Camilo, en un descuido de su madre logró zafarse del cruel castigo, se echó a correr con dirección al jardín, a ése edén que cobijaba sus aventuras y le brindaba las caricias negadas. Por un instante se detuvo en la escalera de concreto sin dejar de llorar pero la calma estaba a punto de romperse nuevamente. Su madre apareció con una correa (cinturón) de cuero en la mano, el rostro delatando rabia, y una idea fija: corregir la “travesura” de su prole.

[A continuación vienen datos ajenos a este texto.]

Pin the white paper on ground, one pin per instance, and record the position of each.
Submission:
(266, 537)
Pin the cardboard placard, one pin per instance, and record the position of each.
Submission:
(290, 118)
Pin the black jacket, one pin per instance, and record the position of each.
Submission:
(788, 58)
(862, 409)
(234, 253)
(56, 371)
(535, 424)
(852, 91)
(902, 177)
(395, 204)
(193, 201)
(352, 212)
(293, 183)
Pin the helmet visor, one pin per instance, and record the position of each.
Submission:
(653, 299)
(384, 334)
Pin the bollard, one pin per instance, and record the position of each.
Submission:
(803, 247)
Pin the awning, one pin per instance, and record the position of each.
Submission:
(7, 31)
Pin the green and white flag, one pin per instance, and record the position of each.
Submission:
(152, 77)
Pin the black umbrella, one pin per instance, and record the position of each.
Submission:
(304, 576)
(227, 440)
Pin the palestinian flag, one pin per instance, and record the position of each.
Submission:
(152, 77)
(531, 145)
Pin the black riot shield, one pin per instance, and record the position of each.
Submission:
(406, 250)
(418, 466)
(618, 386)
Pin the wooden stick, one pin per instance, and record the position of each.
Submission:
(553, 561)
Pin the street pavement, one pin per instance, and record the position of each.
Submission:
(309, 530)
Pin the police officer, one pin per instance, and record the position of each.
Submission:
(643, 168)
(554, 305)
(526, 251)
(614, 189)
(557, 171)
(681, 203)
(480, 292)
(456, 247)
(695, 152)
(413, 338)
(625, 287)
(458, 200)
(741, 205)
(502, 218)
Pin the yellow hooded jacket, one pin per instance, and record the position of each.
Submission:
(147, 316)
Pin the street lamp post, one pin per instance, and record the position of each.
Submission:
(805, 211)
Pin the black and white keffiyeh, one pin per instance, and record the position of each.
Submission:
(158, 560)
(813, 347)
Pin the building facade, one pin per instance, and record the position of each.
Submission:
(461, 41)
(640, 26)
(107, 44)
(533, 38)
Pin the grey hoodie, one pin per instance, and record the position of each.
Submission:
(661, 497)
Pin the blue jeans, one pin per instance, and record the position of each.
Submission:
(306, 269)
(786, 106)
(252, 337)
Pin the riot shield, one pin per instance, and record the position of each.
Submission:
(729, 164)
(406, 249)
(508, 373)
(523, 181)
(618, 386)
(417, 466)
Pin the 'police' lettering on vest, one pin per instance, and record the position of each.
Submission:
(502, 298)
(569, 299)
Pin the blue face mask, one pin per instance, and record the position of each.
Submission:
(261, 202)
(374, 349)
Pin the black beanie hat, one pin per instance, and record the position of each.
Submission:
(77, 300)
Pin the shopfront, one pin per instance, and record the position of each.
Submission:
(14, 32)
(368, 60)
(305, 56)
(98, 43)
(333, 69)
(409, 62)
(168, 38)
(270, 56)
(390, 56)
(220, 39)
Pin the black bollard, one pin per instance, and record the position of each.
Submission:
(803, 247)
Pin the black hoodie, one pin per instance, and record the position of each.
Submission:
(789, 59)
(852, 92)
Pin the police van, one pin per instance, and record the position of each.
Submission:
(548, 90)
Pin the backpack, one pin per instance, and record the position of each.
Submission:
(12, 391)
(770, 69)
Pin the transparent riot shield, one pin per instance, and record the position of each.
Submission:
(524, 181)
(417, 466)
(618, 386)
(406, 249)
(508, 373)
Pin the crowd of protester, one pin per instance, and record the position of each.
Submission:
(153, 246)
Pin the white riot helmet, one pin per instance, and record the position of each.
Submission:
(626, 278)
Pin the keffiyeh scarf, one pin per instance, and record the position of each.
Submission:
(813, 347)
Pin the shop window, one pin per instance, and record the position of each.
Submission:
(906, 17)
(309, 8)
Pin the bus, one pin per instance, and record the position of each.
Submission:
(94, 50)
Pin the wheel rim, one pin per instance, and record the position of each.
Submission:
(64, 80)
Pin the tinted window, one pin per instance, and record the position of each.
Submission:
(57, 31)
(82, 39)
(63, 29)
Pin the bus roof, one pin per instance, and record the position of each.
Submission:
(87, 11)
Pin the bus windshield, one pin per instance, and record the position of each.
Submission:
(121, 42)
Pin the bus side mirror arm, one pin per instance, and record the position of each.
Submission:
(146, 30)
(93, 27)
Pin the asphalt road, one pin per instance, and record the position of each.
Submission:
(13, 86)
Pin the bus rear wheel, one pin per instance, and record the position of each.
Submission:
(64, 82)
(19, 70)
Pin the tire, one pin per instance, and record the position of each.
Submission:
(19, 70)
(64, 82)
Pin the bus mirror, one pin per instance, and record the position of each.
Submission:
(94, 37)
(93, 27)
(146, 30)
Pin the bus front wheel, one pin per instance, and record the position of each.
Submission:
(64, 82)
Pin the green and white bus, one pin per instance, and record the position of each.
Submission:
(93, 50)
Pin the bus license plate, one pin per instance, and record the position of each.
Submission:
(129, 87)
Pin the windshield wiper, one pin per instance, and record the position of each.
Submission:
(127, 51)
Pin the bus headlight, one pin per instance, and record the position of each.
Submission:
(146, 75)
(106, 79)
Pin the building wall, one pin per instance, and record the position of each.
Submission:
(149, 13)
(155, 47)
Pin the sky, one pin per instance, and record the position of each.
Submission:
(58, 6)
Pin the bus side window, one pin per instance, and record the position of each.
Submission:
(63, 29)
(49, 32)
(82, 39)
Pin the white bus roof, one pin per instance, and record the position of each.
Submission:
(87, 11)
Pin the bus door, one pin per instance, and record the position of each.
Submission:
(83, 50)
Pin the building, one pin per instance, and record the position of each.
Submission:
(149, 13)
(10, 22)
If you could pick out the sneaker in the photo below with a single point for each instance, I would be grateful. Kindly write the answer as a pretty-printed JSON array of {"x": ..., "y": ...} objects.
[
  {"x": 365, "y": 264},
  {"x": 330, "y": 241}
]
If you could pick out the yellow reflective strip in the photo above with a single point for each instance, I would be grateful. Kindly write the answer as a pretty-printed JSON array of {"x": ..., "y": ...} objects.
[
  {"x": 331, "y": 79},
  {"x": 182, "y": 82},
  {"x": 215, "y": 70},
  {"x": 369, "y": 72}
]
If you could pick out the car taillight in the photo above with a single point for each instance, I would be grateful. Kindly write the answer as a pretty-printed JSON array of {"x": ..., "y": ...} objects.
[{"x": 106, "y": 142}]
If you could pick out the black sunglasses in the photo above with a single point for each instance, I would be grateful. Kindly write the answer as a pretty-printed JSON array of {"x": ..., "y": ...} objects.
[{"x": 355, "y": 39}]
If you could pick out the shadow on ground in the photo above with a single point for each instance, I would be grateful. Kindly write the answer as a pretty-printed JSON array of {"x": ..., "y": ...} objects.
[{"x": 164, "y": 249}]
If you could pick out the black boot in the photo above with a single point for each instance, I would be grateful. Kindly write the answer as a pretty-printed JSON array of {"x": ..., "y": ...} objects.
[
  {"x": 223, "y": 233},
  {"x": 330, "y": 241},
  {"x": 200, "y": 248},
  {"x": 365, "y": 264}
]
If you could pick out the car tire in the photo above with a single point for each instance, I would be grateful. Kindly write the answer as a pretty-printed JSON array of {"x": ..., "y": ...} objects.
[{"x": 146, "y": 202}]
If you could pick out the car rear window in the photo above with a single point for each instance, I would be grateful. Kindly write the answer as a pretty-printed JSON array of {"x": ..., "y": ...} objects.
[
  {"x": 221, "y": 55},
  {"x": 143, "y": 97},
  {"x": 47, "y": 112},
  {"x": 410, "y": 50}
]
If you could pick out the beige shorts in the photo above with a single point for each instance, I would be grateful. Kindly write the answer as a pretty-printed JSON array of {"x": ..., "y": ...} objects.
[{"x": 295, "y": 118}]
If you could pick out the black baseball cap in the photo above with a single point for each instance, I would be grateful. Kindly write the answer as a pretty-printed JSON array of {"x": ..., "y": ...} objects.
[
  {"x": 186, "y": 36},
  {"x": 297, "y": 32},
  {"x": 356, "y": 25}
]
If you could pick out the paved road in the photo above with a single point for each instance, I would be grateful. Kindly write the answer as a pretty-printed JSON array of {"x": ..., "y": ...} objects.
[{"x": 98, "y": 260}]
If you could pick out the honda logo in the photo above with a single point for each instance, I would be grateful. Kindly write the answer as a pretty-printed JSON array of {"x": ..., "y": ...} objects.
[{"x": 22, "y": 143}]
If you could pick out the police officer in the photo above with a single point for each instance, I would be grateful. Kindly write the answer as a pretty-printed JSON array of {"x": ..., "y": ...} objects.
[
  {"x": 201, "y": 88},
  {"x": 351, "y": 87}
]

¡Ven acá!, le ordenó. “No mamita… por favor no me castigues... ya no lo vuelvo hacer”, suplicaba sin saber la razón de su tormento. Ella empezó a bajar las gradas acercándose lentamente, exigiéndole que no se moviera. “Perdón… mamita perdón”, imploraba mientras retrocedía trastabillando. Ante tal desobediencia su madre agilizó el paso y él nuevamente se echó a correr. Ambos, perseguidor y perseguido, corrían por la escalera con dirección a la fábrica. ¡Pedazo de mierda te he dicho que te detengas!, le ordenaba voz en cuello. Camilo no detenía la velocidad de sus diminutos pies, tampoco cesaba de llorar. “¡Ahora te matoooo... carajo!” “¡Nadie te va a salvar de ésta!”, empezó a amenazarlo. “¡No me matees... mamita!” “¡Yo te quiero con todo mi corazón... por favor mami, no me matees!”, respondía asustado. Por unos segundos, preso del cansancio, se detuvo. Volteó para ver a su madre cuando sintió que un pedazo de madera le impactaba en la nariz, bañándolo en sangre. Reinició su huida considerando que ya no se trataba de esquivar el dolor de una correa sino de salvar la vida. Pero su precoz fortaleza física no podía competir con el de la mujer que lo seguía muy de cerca. Al final fue alcanzado y masacrado a golpes, teniendo como mudos testigo a las plantas y bichos del jardín que cada tarde arropaba la alegría de Camilo.

El dolor que el pequeño bosque sintió por lo que le sucedía a su pequeño hijo fue tan grande que las frutas aun verdes empezaron a desprenderse de las ramas; los árboles y las “lianas” fueron secándose; las flores rojas lloraron el líquido lechoso que solía beber Camilo formando una gran sabana de flores blancas como el alma del inocente niño. Las hormigas interrumpieron la faena diaria, regresando al hormiguero para lamentar lo sucedido; las mariposas dejaron de volar inquietas; las pequeñas aves enmudecieron su canto. Aquel paraíso se había convertido en un averno.

Desnudo, bajo la regadera de la ducha, el pequeño soñador se lavaba el dolor con agua fría evitando tocarse las marcas que el cuero le había dejado como huellas digitales del maltrato infantil. “Yo te quiero pero cuando te portas mal tengo que castigarte”, le argumentaba su madre mientras lo encerraba en su habitación. Sentado en el borde de la cama observó el crucifijo que colgaba sobre su almohada, se bajó del lecho, arrodillado en el suelo juntó las manos, cerró los ojos, inclinó la cabeza y le dio gracias a ése Dios indolente por haberlo salvado de morir.

Al día siguiente se levantó muy temprano y fue hasta la habitación de sus padres, abrazó a su madre diciéndole: "Mami te quiero mucho"; luego abrazó a su padre: "Papi, tu eres mejor que superman", le dijo intentando halagarlo; se despidió con un beso y corrió hasta la terraza para contemplar su inmenso vergel. La candidez de Camilo volvió a llenar de magia y color a aquella naturaleza que el día anterior intentara suicidarse al ver su tragedia.

Con el tiempo, Camilo se alejó de su familia. En la distancia, empezó a perdonar el pasado agradeciéndole a la vida por permitirle vivir tal experiencia y aprender cómo no se debe tratar a un niño.